GPU Passthrough for Proxmox: Complete Setup Guide 2026
GPU passthrough lets a virtual machine talk directly to a physical GPU with near-zero overhead. For home lab users running local LLMs, this means you can run Proxmox as your hypervisor, pass an NVIDIA GPU to a dedicated AI VM, and get the same tokens-per-second you’d see on bare metal — while still running other VMs and containers on the same box.
The setup isn’t hard, but it’s specific. One wrong kernel parameter and the GPU won’t unbind. One missing VFIO module and the VM won’t start. This guide walks through every step, from BIOS settings to running your first Ollama prompt in a GPU-accelerated VM.
If you’re still choosing a GPU, read best GPU for local LLMs first. If you’re choosing hardware to run Proxmox on, see best mini PCs for Proxmox.
Hardware Requirements
GPU passthrough depends on specific hardware features. Not every motherboard, CPU, or GPU combination works cleanly.

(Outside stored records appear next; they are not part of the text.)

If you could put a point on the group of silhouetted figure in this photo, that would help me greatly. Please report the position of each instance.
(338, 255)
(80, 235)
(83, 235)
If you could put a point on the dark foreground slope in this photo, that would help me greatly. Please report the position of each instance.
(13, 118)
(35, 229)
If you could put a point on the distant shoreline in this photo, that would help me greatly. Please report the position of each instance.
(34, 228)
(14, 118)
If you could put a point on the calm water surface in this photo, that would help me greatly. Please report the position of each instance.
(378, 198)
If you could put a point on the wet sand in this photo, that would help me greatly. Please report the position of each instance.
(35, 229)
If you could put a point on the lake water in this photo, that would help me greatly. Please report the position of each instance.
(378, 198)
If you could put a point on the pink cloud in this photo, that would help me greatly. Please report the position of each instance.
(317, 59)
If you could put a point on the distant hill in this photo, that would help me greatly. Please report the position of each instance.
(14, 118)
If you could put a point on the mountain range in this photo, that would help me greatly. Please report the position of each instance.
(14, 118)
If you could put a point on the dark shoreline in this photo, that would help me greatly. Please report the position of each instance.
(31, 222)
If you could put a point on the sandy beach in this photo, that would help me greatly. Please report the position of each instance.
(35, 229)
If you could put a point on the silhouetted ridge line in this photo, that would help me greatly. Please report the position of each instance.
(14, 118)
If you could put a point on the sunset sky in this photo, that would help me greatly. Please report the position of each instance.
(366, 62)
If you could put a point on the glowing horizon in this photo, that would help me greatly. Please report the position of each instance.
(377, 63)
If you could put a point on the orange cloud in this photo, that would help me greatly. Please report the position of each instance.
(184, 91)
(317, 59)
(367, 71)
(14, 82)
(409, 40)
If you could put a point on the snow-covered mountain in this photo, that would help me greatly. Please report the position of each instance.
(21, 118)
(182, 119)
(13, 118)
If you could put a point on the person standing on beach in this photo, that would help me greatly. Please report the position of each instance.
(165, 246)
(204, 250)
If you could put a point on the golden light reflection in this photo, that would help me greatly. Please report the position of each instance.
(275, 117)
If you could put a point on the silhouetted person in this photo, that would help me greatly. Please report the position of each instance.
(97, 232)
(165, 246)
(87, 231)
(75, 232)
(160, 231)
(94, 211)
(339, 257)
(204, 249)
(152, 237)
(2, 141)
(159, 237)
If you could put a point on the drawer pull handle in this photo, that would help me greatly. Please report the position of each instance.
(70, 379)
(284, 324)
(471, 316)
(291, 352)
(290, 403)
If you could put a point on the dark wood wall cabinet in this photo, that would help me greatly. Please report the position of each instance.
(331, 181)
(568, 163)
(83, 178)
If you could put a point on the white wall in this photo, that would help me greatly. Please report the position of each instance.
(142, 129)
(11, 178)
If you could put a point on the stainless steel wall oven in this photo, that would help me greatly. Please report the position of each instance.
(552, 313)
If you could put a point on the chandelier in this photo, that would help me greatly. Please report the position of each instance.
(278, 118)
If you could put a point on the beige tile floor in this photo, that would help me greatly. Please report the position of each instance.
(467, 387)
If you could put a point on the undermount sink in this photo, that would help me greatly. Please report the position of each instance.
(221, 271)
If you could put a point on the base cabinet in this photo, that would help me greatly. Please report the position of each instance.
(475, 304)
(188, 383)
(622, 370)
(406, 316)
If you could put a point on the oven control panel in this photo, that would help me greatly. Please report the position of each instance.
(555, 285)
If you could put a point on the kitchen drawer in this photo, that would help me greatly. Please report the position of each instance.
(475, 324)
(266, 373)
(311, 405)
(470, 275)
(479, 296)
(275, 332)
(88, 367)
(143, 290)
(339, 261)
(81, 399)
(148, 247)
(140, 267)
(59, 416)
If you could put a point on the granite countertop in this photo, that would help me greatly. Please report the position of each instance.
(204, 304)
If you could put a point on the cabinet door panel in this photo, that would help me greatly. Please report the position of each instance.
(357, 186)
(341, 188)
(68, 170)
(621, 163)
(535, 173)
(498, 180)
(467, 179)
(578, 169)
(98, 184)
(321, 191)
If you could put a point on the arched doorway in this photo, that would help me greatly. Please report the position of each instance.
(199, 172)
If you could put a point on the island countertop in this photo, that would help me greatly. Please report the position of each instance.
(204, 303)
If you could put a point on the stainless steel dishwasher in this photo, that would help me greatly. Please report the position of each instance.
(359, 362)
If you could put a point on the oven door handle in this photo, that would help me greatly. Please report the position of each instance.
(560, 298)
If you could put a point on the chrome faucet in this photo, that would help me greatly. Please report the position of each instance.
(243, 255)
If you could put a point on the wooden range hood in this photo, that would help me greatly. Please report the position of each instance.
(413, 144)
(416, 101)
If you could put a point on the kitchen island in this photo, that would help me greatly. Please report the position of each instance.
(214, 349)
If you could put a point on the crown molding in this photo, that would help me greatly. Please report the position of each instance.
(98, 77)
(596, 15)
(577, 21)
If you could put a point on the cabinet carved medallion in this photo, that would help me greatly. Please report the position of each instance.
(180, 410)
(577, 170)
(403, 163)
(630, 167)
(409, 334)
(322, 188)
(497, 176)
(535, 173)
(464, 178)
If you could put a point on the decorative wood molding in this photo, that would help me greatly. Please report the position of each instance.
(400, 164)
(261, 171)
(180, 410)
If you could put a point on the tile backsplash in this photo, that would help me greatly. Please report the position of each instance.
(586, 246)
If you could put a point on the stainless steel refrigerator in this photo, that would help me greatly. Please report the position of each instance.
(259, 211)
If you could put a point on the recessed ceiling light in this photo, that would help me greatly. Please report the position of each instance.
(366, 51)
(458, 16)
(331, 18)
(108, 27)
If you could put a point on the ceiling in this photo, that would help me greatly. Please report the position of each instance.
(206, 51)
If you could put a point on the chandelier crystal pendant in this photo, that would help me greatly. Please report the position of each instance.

Here’s what you need.
CPU: IOMMU Support Is Non-Negotiable
Your CPU must support IOMMU — the technology that lets the hypervisor map physical devices to virtual machines safely.
- Intel: VT-d (Virtualization Technology for Directed I/O). Present on most Core i5/i7/i9 from 6th gen onward, and all Xeon processors.
- AMD: AMD-Vi. Present on all Ryzen and EPYC processors.
Check your CPU’s spec sheet on Intel Ark or AMD’s product page. If IOMMU isn’t listed, passthrough won’t work — no software workaround exists.
Motherboard: IOMMU Grouping Matters
The motherboard’s chipset determines how devices are grouped in IOMMU. Each IOMMU group is a unit — you must pass through an entire group to a VM. If your GPU shares a group with your SATA controller, you’d have to pass both.
Good IOMMU grouping means each PCIe slot gets its own group. Server and workstation boards generally do this well. Consumer boards vary. AMD X570/X670/B650 boards tend to have better grouping than equivalent Intel consumer boards.
If your board has bad grouping, the ACS override patch can split groups apart, but it reduces security isolation. Try to avoid needing it.
Recommended GPUs
Not every GPU passes through cleanly. These are proven choices for Proxmox passthrough in home labs:
NVIDIA RTX 3090 (Used) — ~$1,730. 24 GB VRAM handles models up to 32B parameters at Q4 quantization. Well-documented passthrough behavior. The go-to card for local LLM workloads with maximum VRAM. See how much VRAM you need for LLMs to size your GPU correctly.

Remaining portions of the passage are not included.